Diskusi Serial Alumni Sekolah Pemikiran Pendiri Bangsa (SPPB), Megawati Institute, kembali hadir hadir dengan membincang buku Korupsi: Melacak Arti, Menyimak Implikasi (2018) dari B. Herry Priyono pada Jumat, 07 Maret 2025. Buku tersebut merupakan sebuah upaya melibati pertanyaan tentang apa itu korupsi. Dengan melacak jauh ke masa silam, suatu horizon terbentang untuk memahami lintasan perkembangan arti korupsi hingga hari ini.
Korupsi sering dilakukan dengan dalih pragmatis untuk mempercepat hasil, tetapi dampaknya adalah penghancuran tatanan sosial-politik. Fenomena ini menunjukkan bahwa pragmatisme yang tidak mempertimbangkan aspek moral dapat merusak fondasi nilai keadilan dan persatuan bangsa. Lantas, apa makna sesungguhnya dari korupsi? Apa implikasinya?
Pengertian korupsi terjahit integral dengan cita-cita tatanan dan tata kelola yang baik, tidak lekang oleh waktu, dan bukan monopoli tradisi kebudayaan atau peradaban tertentu. Korupsi berkembang menjadi konsep khas yang digulati para filsuf, teolog, pujangga, negarawan, aktivis, pembaru, dan para ilmuwan sosial. Bagaimana dahulu korupsi dipahami? Bagaimana sekarang korupsi menjadi idiom moral yang integral dalam kehidupan publik?

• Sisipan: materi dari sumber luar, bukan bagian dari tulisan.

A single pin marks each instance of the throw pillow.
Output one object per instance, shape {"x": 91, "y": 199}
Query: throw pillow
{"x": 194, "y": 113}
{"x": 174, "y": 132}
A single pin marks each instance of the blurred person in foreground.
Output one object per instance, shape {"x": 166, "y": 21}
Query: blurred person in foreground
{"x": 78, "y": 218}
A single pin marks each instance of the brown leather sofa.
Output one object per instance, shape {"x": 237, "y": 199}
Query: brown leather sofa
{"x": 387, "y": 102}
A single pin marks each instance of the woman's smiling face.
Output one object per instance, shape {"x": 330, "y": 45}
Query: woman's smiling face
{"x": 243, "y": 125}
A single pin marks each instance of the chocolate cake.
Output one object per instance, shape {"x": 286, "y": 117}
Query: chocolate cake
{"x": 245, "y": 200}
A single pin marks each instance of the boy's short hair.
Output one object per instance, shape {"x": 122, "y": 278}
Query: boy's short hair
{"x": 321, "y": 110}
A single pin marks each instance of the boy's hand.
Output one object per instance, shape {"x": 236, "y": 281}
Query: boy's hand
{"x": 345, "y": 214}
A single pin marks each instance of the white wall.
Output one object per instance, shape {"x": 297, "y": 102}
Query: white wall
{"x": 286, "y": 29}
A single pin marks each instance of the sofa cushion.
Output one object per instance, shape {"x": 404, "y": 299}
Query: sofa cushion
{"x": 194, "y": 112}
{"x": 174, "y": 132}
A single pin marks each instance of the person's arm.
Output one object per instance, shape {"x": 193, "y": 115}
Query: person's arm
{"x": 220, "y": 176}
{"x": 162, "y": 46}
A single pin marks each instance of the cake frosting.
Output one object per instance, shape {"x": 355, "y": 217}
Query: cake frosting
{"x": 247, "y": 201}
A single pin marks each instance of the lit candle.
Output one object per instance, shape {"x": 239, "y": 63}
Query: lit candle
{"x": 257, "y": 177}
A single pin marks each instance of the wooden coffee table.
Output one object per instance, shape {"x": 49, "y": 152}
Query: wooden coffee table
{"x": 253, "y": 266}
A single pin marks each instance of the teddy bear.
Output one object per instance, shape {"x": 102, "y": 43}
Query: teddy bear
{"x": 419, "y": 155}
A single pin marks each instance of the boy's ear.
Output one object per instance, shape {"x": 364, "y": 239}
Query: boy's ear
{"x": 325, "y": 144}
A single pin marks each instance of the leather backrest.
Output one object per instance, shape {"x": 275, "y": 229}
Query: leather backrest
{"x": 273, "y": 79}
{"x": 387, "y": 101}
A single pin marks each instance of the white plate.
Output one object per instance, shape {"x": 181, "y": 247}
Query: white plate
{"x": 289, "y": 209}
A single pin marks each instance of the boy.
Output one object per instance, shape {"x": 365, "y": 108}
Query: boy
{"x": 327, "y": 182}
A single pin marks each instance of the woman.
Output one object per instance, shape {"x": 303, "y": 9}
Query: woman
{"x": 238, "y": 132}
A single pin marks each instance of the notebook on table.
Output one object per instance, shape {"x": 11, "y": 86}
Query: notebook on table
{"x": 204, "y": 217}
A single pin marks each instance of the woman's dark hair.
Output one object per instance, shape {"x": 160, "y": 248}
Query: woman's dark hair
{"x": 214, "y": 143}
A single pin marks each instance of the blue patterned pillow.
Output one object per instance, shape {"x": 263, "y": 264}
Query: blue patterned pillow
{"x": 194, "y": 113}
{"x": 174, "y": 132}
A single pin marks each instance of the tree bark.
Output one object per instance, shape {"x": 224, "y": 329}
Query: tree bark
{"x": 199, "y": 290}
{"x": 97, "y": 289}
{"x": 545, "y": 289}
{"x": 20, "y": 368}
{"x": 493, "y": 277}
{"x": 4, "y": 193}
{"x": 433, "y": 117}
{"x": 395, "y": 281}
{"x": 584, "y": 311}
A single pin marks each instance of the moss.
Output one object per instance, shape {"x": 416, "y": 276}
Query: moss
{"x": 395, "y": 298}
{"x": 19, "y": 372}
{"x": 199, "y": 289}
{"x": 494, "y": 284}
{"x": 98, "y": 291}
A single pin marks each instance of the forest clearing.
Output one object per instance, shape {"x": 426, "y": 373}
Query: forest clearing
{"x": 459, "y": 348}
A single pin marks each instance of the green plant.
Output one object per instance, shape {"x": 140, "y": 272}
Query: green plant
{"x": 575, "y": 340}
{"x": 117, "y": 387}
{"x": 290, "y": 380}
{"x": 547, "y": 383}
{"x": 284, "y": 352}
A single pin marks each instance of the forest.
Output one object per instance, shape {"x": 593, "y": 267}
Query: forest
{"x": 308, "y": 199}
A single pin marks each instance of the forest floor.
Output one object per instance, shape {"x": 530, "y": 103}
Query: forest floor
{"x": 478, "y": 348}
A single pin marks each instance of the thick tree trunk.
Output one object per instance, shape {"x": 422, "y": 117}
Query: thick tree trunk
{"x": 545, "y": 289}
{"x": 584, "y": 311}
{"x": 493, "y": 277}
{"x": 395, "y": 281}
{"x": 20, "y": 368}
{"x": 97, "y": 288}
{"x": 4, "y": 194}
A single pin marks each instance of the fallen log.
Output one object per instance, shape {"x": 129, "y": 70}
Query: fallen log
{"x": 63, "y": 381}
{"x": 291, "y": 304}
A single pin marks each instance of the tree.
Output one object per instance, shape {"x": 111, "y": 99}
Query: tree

Pertanyaan-pertanyaan ini pula yang menjadi bahan diskusi yang disampaikan oleh Wadyo Pasaribu, Alumnus SPPB, sebagai narasumber. Menurutnya, salah satu faktor maraknya korupsi di negara kita adalah pragmatisme dan pengabaian nilai etis. Dengan mengutip beberapa filsuf, antara lain, Ayn Rand dan David Hume, Wadyo menekankan apa yang disebutnya sebagai pragmatisme egois dan pragmatisme etis.
“Pragmatisme egois berakar pada pemikiran Ayn Rand yang menekankan individualisme dan kepentingan pribadi dan mengabaikan nilai altruistik seperti kasih dan keadilan sosial. Sementara, pragmatisme etis merujuk para pemikiran David Hume yang menekankan pentingnya perasaan moral sebagai dasar tindakan etis dan pemikiran John Dewey yang menambahkan pentingnya pendekatan ilmiah dan kolektivitas dalam keputusan moral,” katanya.
Korupsi tentu saja menimbulkan ketidakadilan. Meski sering dibenarkan dengan dalih pragmatisme, ia tetap merusak institusi politik. Bahkan, lanjut Wadyo, Samuel Huntington menunjukkan bahwa korupsi melemahkan birokrasi dan stabilitas jangka panjang. Di sini, perlu aktualisasi nilai-nilai Pancasila dan mengintegrasikannya dengan refleksi etis dalam kebijakan publik. Kita perlu pendekatan yang mengintegrasikan refleksi etis, analisis ilmiah, dan nilai-nilai Pancasila untuk menciptakan masyarakat yang adil dan harmonis.